A Unified Knowledge-Distillation and Semi-Supervised Learning Framework to Improve Industrial Ads Delivery Systems
Hamid Eghbalzadeh, Yang Wang, Rui Li, Yuji Mo, Qin Ding, Jiaxiang Fu, Liang Dai, Shuo Gu, Nima Noorshams, Sem Park, Bo Long, Xue Feng
TL;DR
The paper tackles miscalibration and training-serving data gaps in multi-stage industrial ads ranking by introducing UKDSL, a unified framework that combines cross-stage knowledge distillation, semi-supervised learning from foundation models, and semi-supervised feature selection.
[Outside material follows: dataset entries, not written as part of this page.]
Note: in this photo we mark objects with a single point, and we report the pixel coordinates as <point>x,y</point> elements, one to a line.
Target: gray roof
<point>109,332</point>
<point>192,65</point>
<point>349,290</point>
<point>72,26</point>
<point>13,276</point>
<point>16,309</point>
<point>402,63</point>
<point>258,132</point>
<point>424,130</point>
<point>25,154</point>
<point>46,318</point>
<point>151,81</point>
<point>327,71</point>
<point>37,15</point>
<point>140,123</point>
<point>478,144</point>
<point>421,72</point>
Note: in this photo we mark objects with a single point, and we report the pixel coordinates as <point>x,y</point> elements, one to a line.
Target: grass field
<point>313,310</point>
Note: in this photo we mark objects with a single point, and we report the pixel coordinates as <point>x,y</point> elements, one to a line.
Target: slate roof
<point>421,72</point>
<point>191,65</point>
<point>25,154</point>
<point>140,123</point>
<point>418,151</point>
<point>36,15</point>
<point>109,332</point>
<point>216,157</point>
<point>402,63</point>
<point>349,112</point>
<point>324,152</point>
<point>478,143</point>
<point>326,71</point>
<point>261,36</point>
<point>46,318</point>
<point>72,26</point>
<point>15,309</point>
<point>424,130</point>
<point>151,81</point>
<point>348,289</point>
It shows theoretically and empirically that ranking pipelines suffer from inherent miscalibration, particularly when early stages select top candidates; UKDSL mitigates this via teacher-student distillation across stages, leveraging unlabeled data and foundation models to improve calibration and performance. Key contributions include a formal analysis of bias in ranked items, a scalable cross-stage distillation approach, a perturbation-based SSFS method, and SSLFM with multi-task learning, all demonstrated in industrial-scale deployments. The work demonstrates substantial practical impact by improving calibration and efficiency across billions of users and diverse surfaces, suggesting unlabeled-data-driven improvements are feasible at industrial scale.
Abstract
Industrial ads ranking systems conventionally rely on labeled impression data, which leads to challenges such as overfitting, slower incremental gain from model scaling, and biases due to discrepancies between training and serving data. To overcome these issues, we propose a Unified framework for Knowledge-Distillation and Semi-supervised Learning (UKDSL) for ads ranking, empowering the training of models on a significantly larger and more diverse datasets, thereby reducing overfitting and mitigating training-serving data discrepancies. We provide detailed formal analysis and numerical simulations on the inherent miscalibration and prediction bias of multi-stage ranking systems, and show empirical evidence of the proposed framework's capability to mitigate those. Compared to prior work, UKDSL can enable models to learn from a much larger set of unlabeled data, hence, improving the performance while being computationally efficient. Finally, we report the successful deployment of UKDSL in an industrial setting across various ranking models, serving users at multi-billion scale, across various surfaces, geological locations, clients, and optimize for various events, which to the best of our knowledge is the first of its kind in terms of the scale and efficiency at which it operates.